RaiderZ : un MMO qui cultive la ressemblance

Voilà un moment que nous n’avions plus eu l’occasion de nous enthousiasmer pour un MMO free to play. C’est chose faite grâce à RaiderZ, qui marche avec un certain brio sur les platebandes de son collègue, TERA.

On va être honnête : lorsque monsieur Gameforge, éditeur de son état, est venu nous voir avec son RaiderZ en nous disant : « Qu’est-ce que vous diriez de tester un sympathique MMO free to play, classique dans sa réalisation, mais très dynamique et agréable à parcourir ? », On s’est dit en notre fort intérieur : « OKay, là c’est sûr : les vacances, c’est terminé… Et comble du mauvais œil : ce n’est pas Guild Wars 2 qui va éclairer notre rentrée, mais bel et un énième free to play asiatique… Damned ! Pourquoi, Seigneur ?! Pourquuuuoooooiiii ?? ».

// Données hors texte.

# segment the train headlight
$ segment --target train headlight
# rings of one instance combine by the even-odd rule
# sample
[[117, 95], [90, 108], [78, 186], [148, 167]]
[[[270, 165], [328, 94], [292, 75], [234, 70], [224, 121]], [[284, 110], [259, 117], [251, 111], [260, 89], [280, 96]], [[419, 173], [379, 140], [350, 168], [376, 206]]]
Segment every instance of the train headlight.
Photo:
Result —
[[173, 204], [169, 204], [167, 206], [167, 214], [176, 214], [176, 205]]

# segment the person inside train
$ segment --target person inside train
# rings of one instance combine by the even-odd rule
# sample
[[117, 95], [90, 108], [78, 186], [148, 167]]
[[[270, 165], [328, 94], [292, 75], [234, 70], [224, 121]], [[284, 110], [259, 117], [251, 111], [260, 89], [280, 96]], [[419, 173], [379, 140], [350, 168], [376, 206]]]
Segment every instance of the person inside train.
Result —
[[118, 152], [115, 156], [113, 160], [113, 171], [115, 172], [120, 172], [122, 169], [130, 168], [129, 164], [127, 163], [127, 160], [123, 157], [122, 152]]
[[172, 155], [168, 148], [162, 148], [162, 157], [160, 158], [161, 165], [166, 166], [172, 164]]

Un a priori négatif, un peu injuste peut-être, mais qui trouve pourtant une explication logique : les MMO traditionnels free to play ont eu tendance à se faire tout petits ces derniers temps. Petit par la quantité, craignant probablement la concurrence de titres à abonnement qui sont revenus en force cette année, mais surtout, petit par la qualité, puisque ne proposant généralement que des moteurs graphiques désuets, des gameplays usés jusqu’à la moelle, et des modèles économiques pas toujours fair play. Bref, ce RaiderZ, on l’a accepté parce qu’on ne voulait froisser personne, mais on n’y croyait pas une seconde. Sauf que voilà : au final, le titre du studio coréen Maiet s’est révélé être une vraie bonne surprise sur laquelle nous allons donc nous attarder plus longuement.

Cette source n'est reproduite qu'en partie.